Agents in home scam to get new sentences

Published in the Asbury Park Press 02/10/05
By NANCY SHIELDS
COASTAL MONMOUTH BUREAU

A new sentencing date will be set next month for two real estate agents convicted of defrauding homeowners in a massive land-flipping scam in Asbury Park and other towns in the late 1990s.

The U.S. Attorney's Office in Newark will hold a status conference March 16 to set the new date for Donna Pepsny, Atlantic Highlands, and Irene DiFeo, Old Bridge, who had part of their convictions overturned by a federal appeals court last August. They are to be resentenced on conspiracy convictions that were not overturned.

The 3rd Circuit Court of Appeals panel found fault with an answer the federal judge gave to jurors during deliberations in the 2002 case. As a result, the panel reversed the wire fraud convictions against the women -- in Pepsny's case, five counts, and in DiFeo's, four
counts.

Michael Drewniak, spokesman for the U.S. Attorney's Office in Newark, said a decision on retrying the wire fraud charges has not yet been made.

The case grew out of a 1997 Asbury Park Press investigation detailed in the paper's "House of Cards" series.

In June 2003, U.S. District Court Judge Alfred M. Wolin sentenced Pepsny to 37 months in prison and DiFeo to 42 months for their roles in selling run-down homes at artificially inflated prices to first-time, working-class home buyers.

Both women appealed, and the appellate panel ruled last summer that Wolin had given the jurors an incorrect answer that could have affected the verdict.

The judges said the jurors asked if the defendants could be liable for substantive crimes committed by their co-conspirators before the women joined the conspiracy.

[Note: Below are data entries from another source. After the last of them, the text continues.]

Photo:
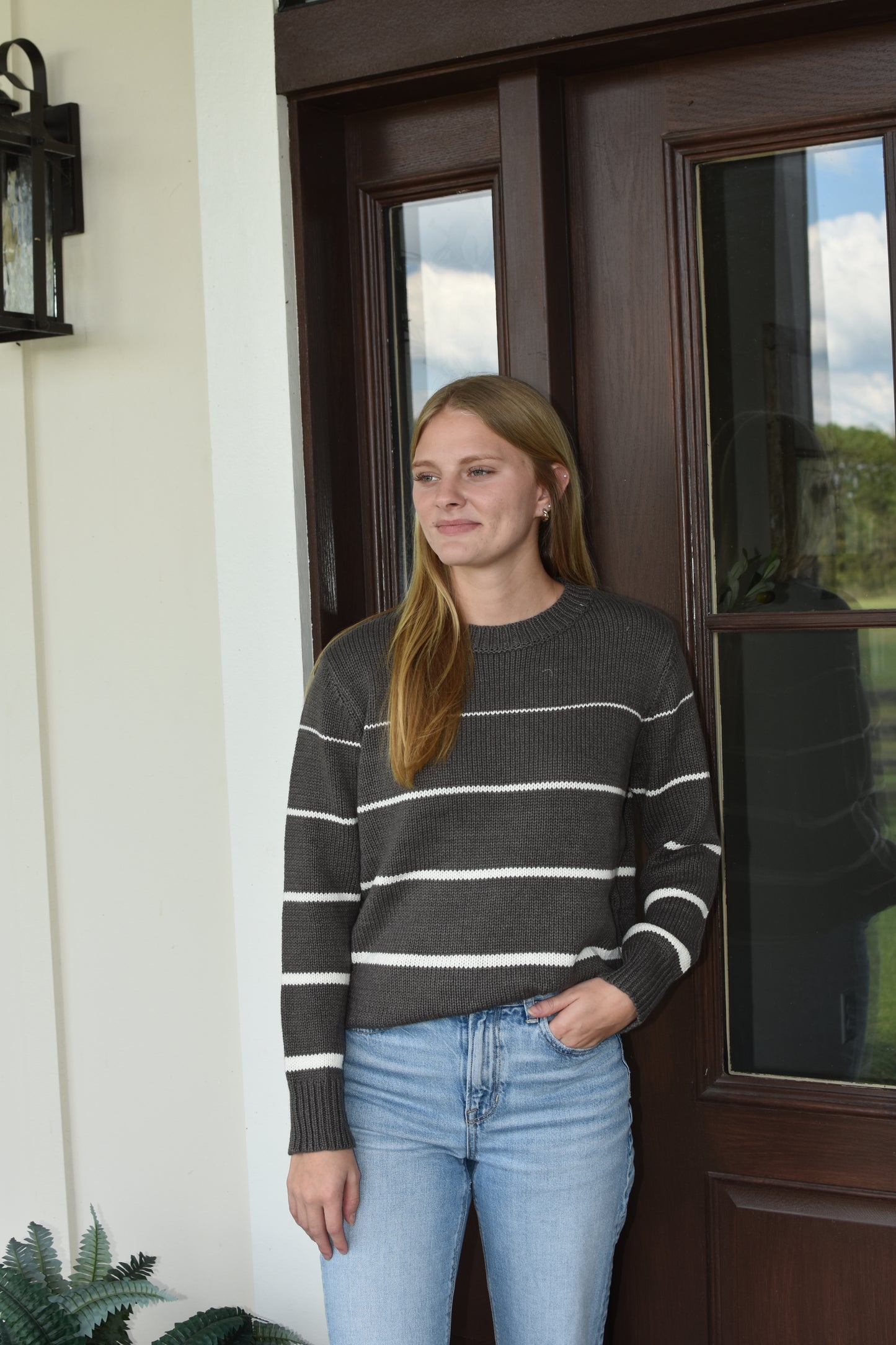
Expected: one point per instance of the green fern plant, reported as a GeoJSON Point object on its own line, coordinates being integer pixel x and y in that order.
{"type": "Point", "coordinates": [760, 587]}
{"type": "Point", "coordinates": [39, 1307]}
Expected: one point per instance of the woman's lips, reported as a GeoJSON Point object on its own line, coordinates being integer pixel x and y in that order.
{"type": "Point", "coordinates": [459, 526]}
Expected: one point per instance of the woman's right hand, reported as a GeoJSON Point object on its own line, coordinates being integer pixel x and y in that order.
{"type": "Point", "coordinates": [323, 1189]}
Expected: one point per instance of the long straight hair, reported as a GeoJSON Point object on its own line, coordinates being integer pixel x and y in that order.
{"type": "Point", "coordinates": [430, 658]}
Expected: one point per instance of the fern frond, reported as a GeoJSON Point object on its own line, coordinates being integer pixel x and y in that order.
{"type": "Point", "coordinates": [91, 1303]}
{"type": "Point", "coordinates": [139, 1267]}
{"type": "Point", "coordinates": [265, 1332]}
{"type": "Point", "coordinates": [46, 1259]}
{"type": "Point", "coordinates": [30, 1315]}
{"type": "Point", "coordinates": [19, 1256]}
{"type": "Point", "coordinates": [113, 1331]}
{"type": "Point", "coordinates": [210, 1328]}
{"type": "Point", "coordinates": [94, 1258]}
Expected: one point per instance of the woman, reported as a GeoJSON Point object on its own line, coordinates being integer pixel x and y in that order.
{"type": "Point", "coordinates": [461, 947]}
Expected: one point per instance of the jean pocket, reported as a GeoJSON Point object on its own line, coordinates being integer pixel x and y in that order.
{"type": "Point", "coordinates": [544, 1028]}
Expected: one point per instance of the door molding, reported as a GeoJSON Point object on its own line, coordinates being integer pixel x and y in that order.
{"type": "Point", "coordinates": [683, 153]}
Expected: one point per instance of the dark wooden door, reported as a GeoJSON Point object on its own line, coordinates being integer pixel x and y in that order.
{"type": "Point", "coordinates": [765, 1204]}
{"type": "Point", "coordinates": [765, 1208]}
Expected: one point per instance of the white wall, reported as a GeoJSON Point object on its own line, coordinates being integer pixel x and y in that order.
{"type": "Point", "coordinates": [265, 611]}
{"type": "Point", "coordinates": [152, 671]}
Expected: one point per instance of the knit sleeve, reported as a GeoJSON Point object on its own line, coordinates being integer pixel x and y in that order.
{"type": "Point", "coordinates": [321, 895]}
{"type": "Point", "coordinates": [677, 884]}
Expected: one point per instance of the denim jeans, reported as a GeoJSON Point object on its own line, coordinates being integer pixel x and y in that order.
{"type": "Point", "coordinates": [488, 1106]}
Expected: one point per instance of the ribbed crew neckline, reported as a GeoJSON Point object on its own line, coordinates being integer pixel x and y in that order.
{"type": "Point", "coordinates": [516, 635]}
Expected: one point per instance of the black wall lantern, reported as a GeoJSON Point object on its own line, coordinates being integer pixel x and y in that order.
{"type": "Point", "coordinates": [41, 201]}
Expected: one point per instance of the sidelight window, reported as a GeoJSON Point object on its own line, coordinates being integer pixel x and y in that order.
{"type": "Point", "coordinates": [442, 318]}
{"type": "Point", "coordinates": [798, 375]}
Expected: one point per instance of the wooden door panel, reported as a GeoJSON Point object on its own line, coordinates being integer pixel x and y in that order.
{"type": "Point", "coordinates": [639, 390]}
{"type": "Point", "coordinates": [814, 1255]}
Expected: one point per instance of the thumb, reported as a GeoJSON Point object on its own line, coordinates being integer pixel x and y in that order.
{"type": "Point", "coordinates": [551, 1005]}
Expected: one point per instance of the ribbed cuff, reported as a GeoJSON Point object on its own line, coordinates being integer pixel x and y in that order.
{"type": "Point", "coordinates": [644, 983]}
{"type": "Point", "coordinates": [317, 1111]}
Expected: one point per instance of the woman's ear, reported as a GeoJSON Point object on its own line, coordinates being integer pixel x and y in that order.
{"type": "Point", "coordinates": [562, 475]}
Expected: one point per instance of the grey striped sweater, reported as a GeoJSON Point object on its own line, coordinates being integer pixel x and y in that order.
{"type": "Point", "coordinates": [507, 870]}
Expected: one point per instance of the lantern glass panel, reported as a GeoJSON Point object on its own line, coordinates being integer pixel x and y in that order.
{"type": "Point", "coordinates": [18, 236]}
{"type": "Point", "coordinates": [50, 251]}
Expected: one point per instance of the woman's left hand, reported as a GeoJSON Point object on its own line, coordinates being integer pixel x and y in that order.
{"type": "Point", "coordinates": [587, 1012]}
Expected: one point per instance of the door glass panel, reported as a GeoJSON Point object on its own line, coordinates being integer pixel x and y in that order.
{"type": "Point", "coordinates": [800, 378]}
{"type": "Point", "coordinates": [809, 782]}
{"type": "Point", "coordinates": [442, 318]}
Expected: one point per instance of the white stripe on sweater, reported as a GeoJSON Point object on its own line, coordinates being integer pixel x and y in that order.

Wolin told them the defendants could be liable but the higher court said the judge should have said the defendants could not be convicted of offenses that happened before they became
involved.

The appeals panel said the government had not demonstrated that the error had not contributed to the jurors' findings on the wire fraud counts, and for that reason those convictions were reversed.

DiFeo and Pepsny were the only participants in the fraud to stand trial. Eighteen others pleaded guilty to charges. Betty Ann Demola, a former executive at Walsh Securities, the now defunct Parsippany mortgage company that approved the fraudulent mortgages, is awaiting trial.

Pepsny and DiFeo maintained during the trial they did not know they were participating in a fraud when they worked with real estate businessman William Kane, who sold most of the overpriced homes; Pepsny's husband, Richard, who sold a few homes; lawyers; and mortgage lenders.

Victims testified they had been lured by signs of "no money down, no closing costs," then being surprised at closings by sales contracts with inflated purchase prices, as well as phony down payments, balloon mortgages at high interest rates and second mortgages they could not begin to afford to pay.

The scheme was for the lawyers, real estate agents, appraisers and mortgage company participants to make money by inflating the prices of the homes well above their values and submitting false buyer information and share the proceeds of inflated mortgage loans.

Often, the buyers moved into homes that had been superficially fixed up and found themselves with no money to make repairs.